INCEIF Professor receives international award

Kuala Lumpur, 7 Dec 2011: The ‘Supervisory regulatory and capital adequacy implications of profit sharing investment accounts in Islamic finance’ article co-authored by Prof Datuk Rifaat Ahmed Abdel Kamel, who is the Adjunct Research Professor at INCEIF, has won an award by an international publishing house.

The 2010 article, published in the Journal of Islamic Accounting and Business Research, was judged an ‘Outstanding Paper’ by the Emerald Literati Network 2011 Awards for Excellence, an annual award given by the UK-based Emerald.


Prof Rifaat receiving his award.
Emerald Business Manager Mr Amex Tan, presented Prof Rifaat with the winning certificate at a ceremony held at INCEIF today. The event was witnessed by INCEIF senior management and Faculty members, as well as media representatives.

Emerald Literati Network comprises authors, editors, and reviewers, and facilitates the development of journals and books by ensuring internationality, diversity, support of scholarly research, and by encouraging applied research.

With more than 100,000 authors worldwide, the Emerald Literati Network continues to be in a class of its own. Emerald runs the awards to celebrate the achievement of the authors and highlight the outstanding quality of the papers published in its journals.

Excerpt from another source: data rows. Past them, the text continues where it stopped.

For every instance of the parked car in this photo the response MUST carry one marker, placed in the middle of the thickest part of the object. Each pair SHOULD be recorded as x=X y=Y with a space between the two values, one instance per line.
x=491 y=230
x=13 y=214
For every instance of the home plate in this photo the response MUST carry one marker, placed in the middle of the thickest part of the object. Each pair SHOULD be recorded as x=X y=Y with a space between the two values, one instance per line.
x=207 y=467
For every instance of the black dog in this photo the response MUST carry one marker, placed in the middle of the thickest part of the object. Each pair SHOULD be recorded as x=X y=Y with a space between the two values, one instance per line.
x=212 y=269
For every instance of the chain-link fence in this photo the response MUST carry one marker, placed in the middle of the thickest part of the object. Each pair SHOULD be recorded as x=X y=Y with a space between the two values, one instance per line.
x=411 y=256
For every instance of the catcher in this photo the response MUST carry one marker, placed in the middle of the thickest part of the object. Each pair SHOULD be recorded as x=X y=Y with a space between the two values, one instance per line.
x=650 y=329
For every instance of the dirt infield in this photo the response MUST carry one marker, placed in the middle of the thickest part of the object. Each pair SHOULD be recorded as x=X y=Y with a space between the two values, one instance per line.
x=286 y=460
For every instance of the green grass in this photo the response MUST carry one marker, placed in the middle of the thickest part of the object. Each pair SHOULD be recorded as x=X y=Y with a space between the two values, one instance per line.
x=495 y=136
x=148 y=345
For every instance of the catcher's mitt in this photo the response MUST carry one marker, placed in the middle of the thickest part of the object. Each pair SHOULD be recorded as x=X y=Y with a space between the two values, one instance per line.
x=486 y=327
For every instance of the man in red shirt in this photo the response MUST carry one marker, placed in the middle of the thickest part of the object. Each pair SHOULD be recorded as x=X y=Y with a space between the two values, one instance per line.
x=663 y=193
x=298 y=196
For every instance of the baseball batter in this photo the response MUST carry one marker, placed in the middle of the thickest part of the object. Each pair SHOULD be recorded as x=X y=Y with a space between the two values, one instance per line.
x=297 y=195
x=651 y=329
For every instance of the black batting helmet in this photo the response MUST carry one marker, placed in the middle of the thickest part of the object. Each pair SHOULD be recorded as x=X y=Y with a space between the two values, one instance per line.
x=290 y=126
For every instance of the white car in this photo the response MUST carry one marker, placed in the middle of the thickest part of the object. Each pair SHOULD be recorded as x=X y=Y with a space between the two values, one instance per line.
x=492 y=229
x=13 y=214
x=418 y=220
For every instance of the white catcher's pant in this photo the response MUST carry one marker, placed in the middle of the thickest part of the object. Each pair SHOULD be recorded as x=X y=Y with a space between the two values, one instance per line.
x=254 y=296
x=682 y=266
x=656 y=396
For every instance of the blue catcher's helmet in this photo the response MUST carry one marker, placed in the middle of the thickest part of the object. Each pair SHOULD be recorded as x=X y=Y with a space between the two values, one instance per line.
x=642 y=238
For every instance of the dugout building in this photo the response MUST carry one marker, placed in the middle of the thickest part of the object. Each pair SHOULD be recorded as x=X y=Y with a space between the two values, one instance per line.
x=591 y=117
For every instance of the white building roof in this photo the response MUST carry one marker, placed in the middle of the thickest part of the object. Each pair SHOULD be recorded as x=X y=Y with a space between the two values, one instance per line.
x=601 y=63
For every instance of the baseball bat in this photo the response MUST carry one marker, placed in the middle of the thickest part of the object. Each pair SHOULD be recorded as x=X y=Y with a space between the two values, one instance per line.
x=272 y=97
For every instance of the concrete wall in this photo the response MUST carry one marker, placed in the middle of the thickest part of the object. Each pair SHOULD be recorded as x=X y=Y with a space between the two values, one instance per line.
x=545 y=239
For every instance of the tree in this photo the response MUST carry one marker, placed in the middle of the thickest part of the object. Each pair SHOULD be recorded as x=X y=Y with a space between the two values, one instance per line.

The Outstanding Papers form the backbone of the awards. Each journal published by Emerald is invited to select a winner of the ‘Outstanding Paper’ award and up to three ‘Highly Commended’ awards from the previous year’s volume. As these are chosen following consultation amongst the journal’s editorial team, many of whom are eminent academics or managers, the winning authors would know that their paper was one of the most impressive pieces of work the team would have seen throughout last year.

INCEIF President & CEO, Mr Daud Vicary Abdullah said: “As a university which strives to be the knowledge leader in Islamic finance, we are certainly proud of this recognition for an academic journal written by one of our Faculty members.

“As part of our thought leadership endeavour, we continue to encourage our Faculty members and students to submit articles for internationally renowned journals and embark on research proposals which are of value to the industry.

“This academic article by Prof Rifaat is certainly one of the works which INCEIF is proud to be associated with,” said Mr Daud.

Prof Rifaat’s co-authored paper aims are: “first, to draw attention to the issues of displaced commercial risk (DCR) which arise as a result of the risk characteristics of profit-sharing investment accounts (PSIA), the main source of funding of Islamic banks in most jurisdictions; and, second, to present a value-at-risk approach to the estimation of DCR and the associated adjustments in capital requirements.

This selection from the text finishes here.